The sagas of Icelanders (Íslendingasögur, modern /is/), also known as family sagas, are a subgenre, or text group, of Icelandic sagas. They are prose narratives primarily based on historical events that mostly took place in Iceland in the ninth, tenth, and early eleventh centuries, during the Saga Age. They were written in Old Icelandic, a western dialect of Old Norse, primarily on calfskin. They are the best-known specimens of Icelandic literature.

They are focused on history, especially genealogical and family history. They reflect the struggle and conflict that arose within the societies of the early generations of Icelandic settlers. The Icelandic sagas are valuable and unique historical sources about medieval Scandinavian societies and kingdoms, in particular regarding pre-Christian religion and culture and the heroic age.

Eventually, many of these Icelandic sagas were recorded, mostly in the 13th and 14th centuries. The 'authors', or rather recorders, of these sagas are largely unknown. One saga, Egil's Saga, is believed by some scholars to have been written by Snorri Sturluson, a descendant of the saga's hero, but this remains uncertain. The standard modern edition of Icelandic sagas is produced by Hið íslenzka fornritafélag ('The Old Icelandic Text Society'), or Íslenzk fornrit for short.

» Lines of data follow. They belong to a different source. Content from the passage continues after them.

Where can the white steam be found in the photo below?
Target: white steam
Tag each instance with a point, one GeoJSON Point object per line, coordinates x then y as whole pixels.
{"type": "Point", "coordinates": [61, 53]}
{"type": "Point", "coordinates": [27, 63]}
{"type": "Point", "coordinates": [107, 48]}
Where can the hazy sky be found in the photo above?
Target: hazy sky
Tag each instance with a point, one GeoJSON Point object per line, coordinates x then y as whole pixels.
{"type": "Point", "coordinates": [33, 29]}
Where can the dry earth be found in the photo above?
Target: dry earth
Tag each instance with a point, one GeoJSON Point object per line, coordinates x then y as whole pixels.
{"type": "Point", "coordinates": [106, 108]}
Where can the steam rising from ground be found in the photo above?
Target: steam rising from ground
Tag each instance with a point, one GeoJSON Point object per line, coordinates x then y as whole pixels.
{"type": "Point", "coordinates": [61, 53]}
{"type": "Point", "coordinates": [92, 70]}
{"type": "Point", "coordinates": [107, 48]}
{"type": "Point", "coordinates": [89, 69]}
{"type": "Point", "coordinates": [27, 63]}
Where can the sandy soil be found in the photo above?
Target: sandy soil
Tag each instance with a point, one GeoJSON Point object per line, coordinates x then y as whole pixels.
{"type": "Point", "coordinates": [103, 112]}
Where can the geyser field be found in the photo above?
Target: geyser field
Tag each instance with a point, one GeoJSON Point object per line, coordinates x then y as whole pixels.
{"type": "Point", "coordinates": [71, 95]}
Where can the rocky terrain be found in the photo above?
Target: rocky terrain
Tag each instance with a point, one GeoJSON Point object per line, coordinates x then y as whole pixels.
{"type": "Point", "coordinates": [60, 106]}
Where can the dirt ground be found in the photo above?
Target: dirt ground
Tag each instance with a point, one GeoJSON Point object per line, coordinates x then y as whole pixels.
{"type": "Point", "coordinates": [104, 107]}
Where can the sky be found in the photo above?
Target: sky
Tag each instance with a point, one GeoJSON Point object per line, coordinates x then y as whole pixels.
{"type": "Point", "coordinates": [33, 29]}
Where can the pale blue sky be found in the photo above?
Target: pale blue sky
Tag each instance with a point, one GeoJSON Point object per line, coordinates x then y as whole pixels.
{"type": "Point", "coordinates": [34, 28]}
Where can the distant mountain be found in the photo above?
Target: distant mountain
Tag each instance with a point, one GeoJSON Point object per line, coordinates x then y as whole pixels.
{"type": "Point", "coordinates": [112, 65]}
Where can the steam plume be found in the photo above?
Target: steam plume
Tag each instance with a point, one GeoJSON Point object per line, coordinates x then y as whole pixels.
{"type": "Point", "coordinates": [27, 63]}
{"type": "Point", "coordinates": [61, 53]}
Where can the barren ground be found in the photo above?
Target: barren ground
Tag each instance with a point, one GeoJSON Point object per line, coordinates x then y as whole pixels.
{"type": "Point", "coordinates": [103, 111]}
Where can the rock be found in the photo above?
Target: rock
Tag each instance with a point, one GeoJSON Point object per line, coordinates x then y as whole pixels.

== Historical time frame ==
Among the several literary reviews of the sagas is the Sagalitteraturen by Sigurður Nordal, which divides the sagas into five chronological groups (depending on when they were written not their subject matters) distinguished by the state of literary development:

- 1200 to 1230 – Sagas that deal with skalds (such as Fóstbrœðra saga)
- 1230 to 1280 – Family sagas (such as Laxdæla saga)
- 1280 to 1300 – Works that focus more on style and storytelling than just writing down history (such as Njáls saga)
- Early fourteenth century – Historical tradition
- Fourteenth century – Fiction

This framework has been severely criticised as based on a presupposed attitude to the fantastic and an over-estimation on the precedence of Landnámabók.

== List of sagas ==
- Atla saga Ótryggssonar
- Bandamanna saga
- Bárðar saga Snæfellsáss
- Bjarnar saga Hítdælakappa
- Droplaugarsona saga
- Egils saga Skalla-Grímssonar – Egil's Saga
- Eiríks saga rauða – Saga of Erik the Red
- Eyrbyggja saga
- Færeyinga saga
- Finnboga saga ramma
- Fljótsdæla saga
- Flóamanna saga
- Fóstbræðra saga (two versions)
- Gísla saga Súrssonar, (two versions) of an outlaw poet – Gísla saga
- Grettis saga – Saga of Grettir the Strong
- Grænlendinga saga – Greenland saga
- Gull-Þóris saga
- Gunnars saga Keldugnúpsfífls
- Gunnlaugs saga ormstungu
- Hallfreðar saga (two versions)
- Harðar saga ok Hólmverja
- Hávarðar saga Ísfirðings
- Heiðarvíga saga
- Hrafnkels saga
- Hrana saga hrings (post-medieval)
- Hænsna-Þóris saga
- Íslendingabók (One of the earliest sagas written about the founding of Iceland by a priest called Ari Þorgilsson working in the early 12th century)
- Kjalnesinga saga
- Kormáks saga
- Króka-Refs saga
- Laxdæla saga
- Ljósvetninga saga (two versions)
- Njáls saga
- Reykdæla saga ok Víga-Skútu
- Skáld-Helga saga (known only from rímur and later derivations of these)
- Svarfdæla saga
- Valla-Ljóts saga
- Vatnsdæla saga
- Víga-Glúms saga
- Víglundar saga
- Vápnfirðinga saga
- Þorsteins saga hvíta
- Þorsteins saga Síðu-Hallssonar
- Þórðar saga hreðu
- Ölkofra saga
It is thought that a number of sagas are now lost, including the supposed Gauks saga Trandilssonar – The saga of Gaukur á Stöng. In addition to these, the texts often referred to as the "Tales of Icelanders" (Íslendingaþættir) such as "Hreiðars þáttr" and "Sneglu-Halla þáttr" of the kings' saga Morkinskinna could be included in this corpus, as well as the contemporary sagas (written in the 13th century and dealing with the same period) incorporated into Sturlunga saga.